MOTO GP : JORGE LORENZO TRIOMPHE DEVANT SES FANS AU GP DE VALENCE EN ESPAGNE

 

Devant son public, 80 000 spectateurs, alors que l’Espagne aura reçu cette année trois épreuves de MotoGP et fort de son titre 2010, Jorge Lorenzo se devait de gagner ce GP de Valence.

C’est fait !

Et nettement.

Enfin, nettement, dans les dix derniers tours…

Parce qu’avant, on en était loin.

Le Champion du monde a bien failli, nous y reviendrons, nous rejouer ’’ l’inoubliable grande scène de vitesse ‘’ offerte par l’Américain Randy Mamola lors du GP de San Marino disputé à Misano, s’accrochant à son guidon, à côté de sa moto et courant … à près de 140km/h ! 

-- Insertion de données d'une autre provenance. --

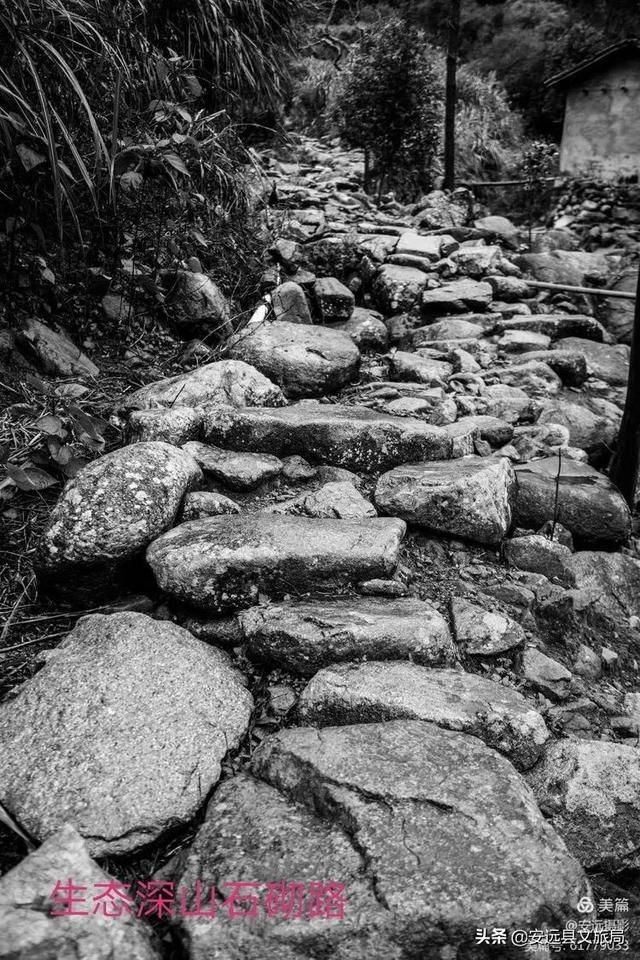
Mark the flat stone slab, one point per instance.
(306, 361)
(53, 351)
(430, 247)
(226, 381)
(427, 810)
(239, 471)
(481, 632)
(608, 362)
(30, 931)
(174, 425)
(590, 789)
(373, 692)
(555, 325)
(223, 563)
(469, 498)
(586, 502)
(302, 637)
(367, 330)
(121, 733)
(338, 498)
(346, 436)
(116, 505)
(457, 297)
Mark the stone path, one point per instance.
(389, 499)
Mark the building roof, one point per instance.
(602, 59)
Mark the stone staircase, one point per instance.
(378, 511)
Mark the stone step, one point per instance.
(387, 809)
(354, 437)
(467, 498)
(303, 637)
(377, 691)
(577, 496)
(306, 361)
(223, 563)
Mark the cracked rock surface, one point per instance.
(434, 833)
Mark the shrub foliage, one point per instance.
(388, 101)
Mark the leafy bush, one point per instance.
(76, 76)
(387, 101)
(488, 132)
(380, 106)
(236, 47)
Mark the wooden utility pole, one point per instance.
(451, 96)
(626, 461)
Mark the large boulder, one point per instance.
(306, 361)
(223, 563)
(590, 790)
(468, 498)
(80, 742)
(302, 637)
(345, 436)
(372, 692)
(37, 922)
(226, 381)
(575, 495)
(115, 507)
(617, 314)
(434, 812)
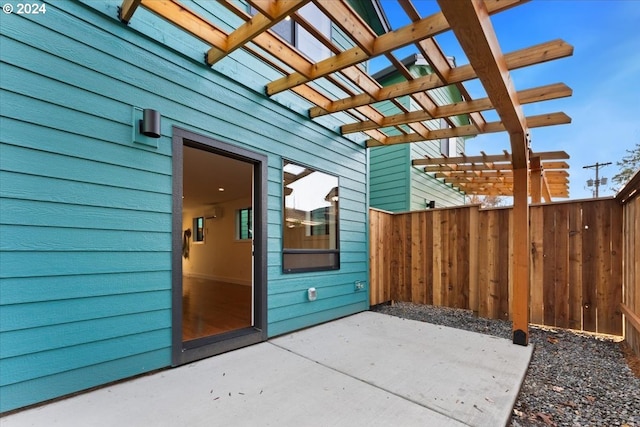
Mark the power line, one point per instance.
(598, 181)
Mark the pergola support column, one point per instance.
(520, 306)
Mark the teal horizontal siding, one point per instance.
(52, 386)
(85, 226)
(21, 290)
(52, 362)
(34, 264)
(34, 315)
(30, 238)
(278, 327)
(53, 214)
(425, 186)
(36, 340)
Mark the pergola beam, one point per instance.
(127, 9)
(274, 11)
(543, 93)
(411, 33)
(506, 157)
(470, 130)
(522, 58)
(470, 22)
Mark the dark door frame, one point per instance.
(185, 352)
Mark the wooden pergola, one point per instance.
(469, 20)
(492, 175)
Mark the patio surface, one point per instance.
(369, 369)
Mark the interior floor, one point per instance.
(211, 307)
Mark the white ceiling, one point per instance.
(205, 172)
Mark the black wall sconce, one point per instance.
(150, 123)
(146, 128)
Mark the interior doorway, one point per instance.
(219, 297)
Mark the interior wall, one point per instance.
(221, 256)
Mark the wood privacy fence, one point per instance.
(629, 197)
(461, 257)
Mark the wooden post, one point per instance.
(520, 306)
(536, 180)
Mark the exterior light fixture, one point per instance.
(150, 123)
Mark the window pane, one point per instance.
(244, 224)
(198, 229)
(310, 232)
(305, 42)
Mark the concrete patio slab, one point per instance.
(369, 369)
(469, 377)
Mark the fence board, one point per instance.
(575, 265)
(504, 264)
(462, 257)
(562, 267)
(536, 303)
(548, 273)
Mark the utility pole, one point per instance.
(598, 181)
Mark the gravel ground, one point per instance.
(573, 380)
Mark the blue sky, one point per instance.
(604, 73)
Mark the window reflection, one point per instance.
(310, 232)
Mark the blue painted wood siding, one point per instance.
(396, 185)
(85, 245)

C’était il y a de cela prés de vingt ans !! En 1988

Un vrai GP de folie, comme on les aime.
 

Il n’y a guère de vrais enjeux sur la ligne de départ de ce dernier GP de l’année, Jorge Lorenzo est Champion du monde depuis belle lurette, le titre constructeurs est attribué à Yamaha depuis quinze jours, le meilleur pilote privé est Ben Spies depuis un peu de temps aussi.

Alors ?

Ce serait oublier deux motivations essentielles des Champions de sports mécaniques, l’orgueil personnel et la fierté nationale.
Et ce GP sans objectifs précis est devenu l’un des plus beaux de l’année.

SENOR « JORGE 50% LORENZO »…

 

Neuf victoires sur dix huit GP courus cette année, Lorenzo en gagne donc un sur deux, il ya eu mieux, mais pas souvent…
Mais cette victoire là s’est faite totalement à l’arrache.

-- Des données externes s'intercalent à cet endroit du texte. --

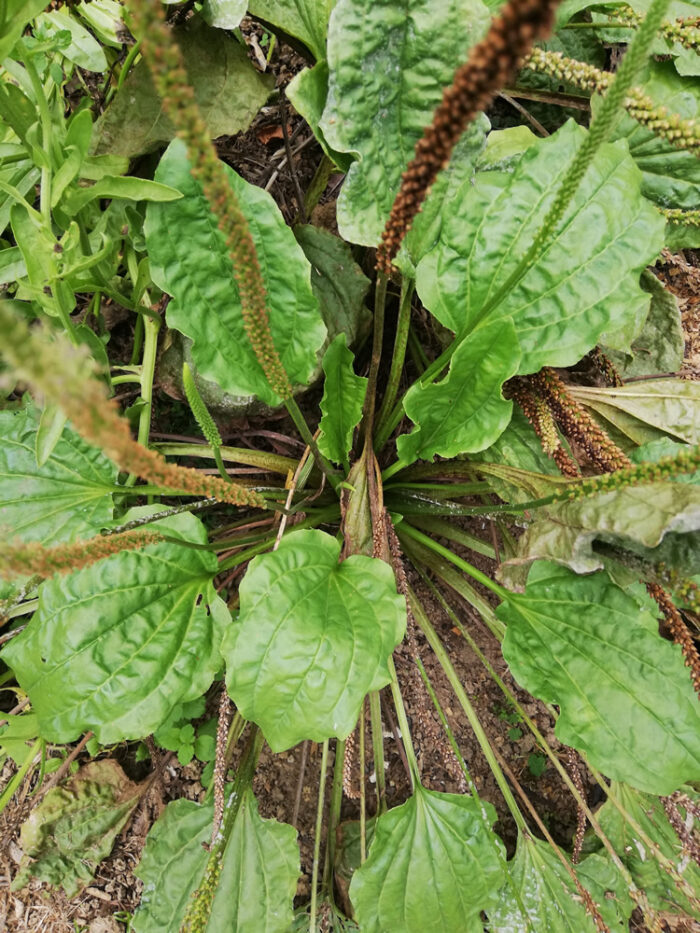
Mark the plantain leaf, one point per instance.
(550, 898)
(189, 260)
(378, 110)
(313, 637)
(227, 87)
(304, 19)
(74, 827)
(587, 281)
(343, 397)
(69, 496)
(625, 696)
(648, 813)
(433, 866)
(258, 877)
(115, 646)
(465, 412)
(671, 176)
(671, 406)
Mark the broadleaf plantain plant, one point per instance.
(528, 256)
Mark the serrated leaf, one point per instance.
(652, 878)
(189, 260)
(341, 405)
(587, 281)
(466, 412)
(228, 90)
(304, 19)
(313, 637)
(74, 827)
(550, 898)
(68, 497)
(629, 516)
(659, 347)
(432, 867)
(258, 876)
(671, 176)
(625, 695)
(670, 406)
(379, 108)
(115, 646)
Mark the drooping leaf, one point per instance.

Au départ, Stoner est en pole, sur sa Ducati, pour son dernier GP puisqu’il sera chez Honda l’an prochain.

Il a évidemment très envie de partir sur un bon souvenir, et l’on sait que l’Australien est un redoutable guerrier.

Lorenzo est tout près derrière, Rossi est loin, mauvais chronos en qualifications, 10ème place sur la grille.

 

Hayden, le second pilote Ducati, va laisser sa deuxième place si convoitée à tous ces beaux messieurs aux dents longues qui sont derrière.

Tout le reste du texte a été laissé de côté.